Today I heard a political adviser state the obvious: that from the start, Clinton’s strategy with the media has been very simple: ignore them, thereby ignore the scandals. While it may be working at the moment, it’s not sustainable because sooner rather than later, she is going to need them. And in spite of a building resentment from media members, they will be there for her when she’s ready. Maybe then, the press and Clinton will begin to forge that brand new relationship she talked about, right?
“It’s maddening,” an anonymous print journalist complained to the Daily Mail. “We can’t do our job if the Clinton campaign freezes us out and tells us there aren’t any more events for the day—and then they race to Waterloo for an event. Don’t they understand that they need us as much as we need them?”
A cable television news correspondent, likewise anonymous, sarcastically told the London-based outlet: “Maybe by this point next year Hillary’s people will be clamoring for us to interview her as Elizabeth Warren and Martin O’Malley make mincemeat out of her”—a reference to former Maryland governor O’Malley (who is expected to enter the race soon) and Massachusetts Senator Warren (who insists she will not).

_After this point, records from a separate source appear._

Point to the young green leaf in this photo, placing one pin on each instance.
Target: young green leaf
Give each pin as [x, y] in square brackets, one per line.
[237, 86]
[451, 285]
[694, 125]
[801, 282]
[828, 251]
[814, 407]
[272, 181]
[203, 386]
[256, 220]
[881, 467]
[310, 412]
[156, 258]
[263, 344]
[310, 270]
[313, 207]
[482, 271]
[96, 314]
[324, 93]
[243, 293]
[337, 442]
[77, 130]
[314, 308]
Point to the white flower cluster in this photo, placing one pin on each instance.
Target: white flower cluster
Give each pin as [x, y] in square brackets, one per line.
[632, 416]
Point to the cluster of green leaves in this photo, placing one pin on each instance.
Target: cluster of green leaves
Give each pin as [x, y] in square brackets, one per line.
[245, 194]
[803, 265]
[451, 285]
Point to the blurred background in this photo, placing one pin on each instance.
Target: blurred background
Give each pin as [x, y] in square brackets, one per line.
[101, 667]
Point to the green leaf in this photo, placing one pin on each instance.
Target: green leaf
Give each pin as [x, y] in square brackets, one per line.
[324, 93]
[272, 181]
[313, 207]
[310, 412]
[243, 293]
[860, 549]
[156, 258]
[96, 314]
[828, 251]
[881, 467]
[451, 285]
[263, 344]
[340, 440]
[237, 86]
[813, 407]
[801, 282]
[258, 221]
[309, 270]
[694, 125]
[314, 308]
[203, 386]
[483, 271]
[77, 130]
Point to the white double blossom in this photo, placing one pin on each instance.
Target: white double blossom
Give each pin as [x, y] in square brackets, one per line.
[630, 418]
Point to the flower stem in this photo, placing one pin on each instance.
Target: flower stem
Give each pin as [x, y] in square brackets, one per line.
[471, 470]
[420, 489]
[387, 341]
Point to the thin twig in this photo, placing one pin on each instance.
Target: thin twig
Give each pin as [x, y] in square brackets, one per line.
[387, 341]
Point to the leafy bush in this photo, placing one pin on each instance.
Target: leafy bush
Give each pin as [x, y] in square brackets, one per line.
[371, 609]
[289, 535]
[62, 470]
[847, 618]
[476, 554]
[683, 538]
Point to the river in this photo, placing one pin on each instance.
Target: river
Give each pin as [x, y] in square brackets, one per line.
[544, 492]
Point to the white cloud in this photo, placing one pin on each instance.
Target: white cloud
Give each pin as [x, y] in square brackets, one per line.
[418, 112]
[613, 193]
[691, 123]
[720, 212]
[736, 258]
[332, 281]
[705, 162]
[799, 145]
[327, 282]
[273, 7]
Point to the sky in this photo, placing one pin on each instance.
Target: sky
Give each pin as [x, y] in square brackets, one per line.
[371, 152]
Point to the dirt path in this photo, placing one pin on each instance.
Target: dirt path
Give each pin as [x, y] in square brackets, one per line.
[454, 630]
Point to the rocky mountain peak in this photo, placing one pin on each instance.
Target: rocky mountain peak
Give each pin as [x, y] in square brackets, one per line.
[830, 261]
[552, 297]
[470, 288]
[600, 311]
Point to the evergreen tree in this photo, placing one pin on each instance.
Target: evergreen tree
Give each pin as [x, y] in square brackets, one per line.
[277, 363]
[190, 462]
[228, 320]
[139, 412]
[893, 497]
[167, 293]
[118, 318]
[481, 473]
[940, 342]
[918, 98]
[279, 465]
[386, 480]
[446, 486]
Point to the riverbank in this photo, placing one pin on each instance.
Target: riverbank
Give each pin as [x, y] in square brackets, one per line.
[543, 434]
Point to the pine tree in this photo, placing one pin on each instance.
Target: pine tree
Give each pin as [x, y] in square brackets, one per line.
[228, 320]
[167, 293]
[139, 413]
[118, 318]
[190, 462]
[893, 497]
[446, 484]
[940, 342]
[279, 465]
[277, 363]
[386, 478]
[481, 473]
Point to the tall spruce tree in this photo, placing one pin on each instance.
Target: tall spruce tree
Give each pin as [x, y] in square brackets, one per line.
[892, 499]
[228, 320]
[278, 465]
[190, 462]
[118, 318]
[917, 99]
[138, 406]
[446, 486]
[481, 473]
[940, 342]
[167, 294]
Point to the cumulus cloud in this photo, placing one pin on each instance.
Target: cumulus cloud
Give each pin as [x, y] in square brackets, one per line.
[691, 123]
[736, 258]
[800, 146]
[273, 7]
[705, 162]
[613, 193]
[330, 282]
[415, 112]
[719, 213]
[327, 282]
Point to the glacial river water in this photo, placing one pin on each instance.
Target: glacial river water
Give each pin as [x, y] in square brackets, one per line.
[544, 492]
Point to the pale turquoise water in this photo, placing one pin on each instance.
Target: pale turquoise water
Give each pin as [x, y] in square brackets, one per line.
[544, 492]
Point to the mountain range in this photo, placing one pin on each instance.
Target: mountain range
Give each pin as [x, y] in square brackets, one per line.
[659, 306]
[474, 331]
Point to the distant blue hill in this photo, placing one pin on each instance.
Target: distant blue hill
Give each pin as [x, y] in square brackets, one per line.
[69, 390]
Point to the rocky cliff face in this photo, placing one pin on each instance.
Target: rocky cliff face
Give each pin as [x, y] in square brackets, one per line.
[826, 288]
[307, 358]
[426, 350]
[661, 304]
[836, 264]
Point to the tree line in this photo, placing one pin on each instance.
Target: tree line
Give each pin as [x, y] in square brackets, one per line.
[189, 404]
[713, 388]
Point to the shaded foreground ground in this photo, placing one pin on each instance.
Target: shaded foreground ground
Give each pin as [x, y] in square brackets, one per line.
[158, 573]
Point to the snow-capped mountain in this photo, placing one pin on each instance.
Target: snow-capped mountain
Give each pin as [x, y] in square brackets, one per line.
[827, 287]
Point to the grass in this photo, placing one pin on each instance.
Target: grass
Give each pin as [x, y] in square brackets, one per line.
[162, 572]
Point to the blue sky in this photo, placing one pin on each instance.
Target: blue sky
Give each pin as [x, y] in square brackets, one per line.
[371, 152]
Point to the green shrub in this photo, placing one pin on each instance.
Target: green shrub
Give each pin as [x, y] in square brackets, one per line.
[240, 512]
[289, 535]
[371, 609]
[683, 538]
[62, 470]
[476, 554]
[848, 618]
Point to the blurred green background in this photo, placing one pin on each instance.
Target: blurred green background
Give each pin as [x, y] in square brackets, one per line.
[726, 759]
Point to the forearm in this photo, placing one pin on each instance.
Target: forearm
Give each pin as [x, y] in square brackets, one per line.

This TV journalist added: “But for now dodging the press just comes off as arrogant and imperial. Which is not the model she ought to be trying to emulate. I mean, really: If you hold a campaign party and there are 100 of us flying in to Iowa to cover you, the least you can do is tell us the event exists. We don’t expect you to feed us or mix us martinis. Just don’t make this presidential campaign marathon any harder or more idiotic than it needs to be.”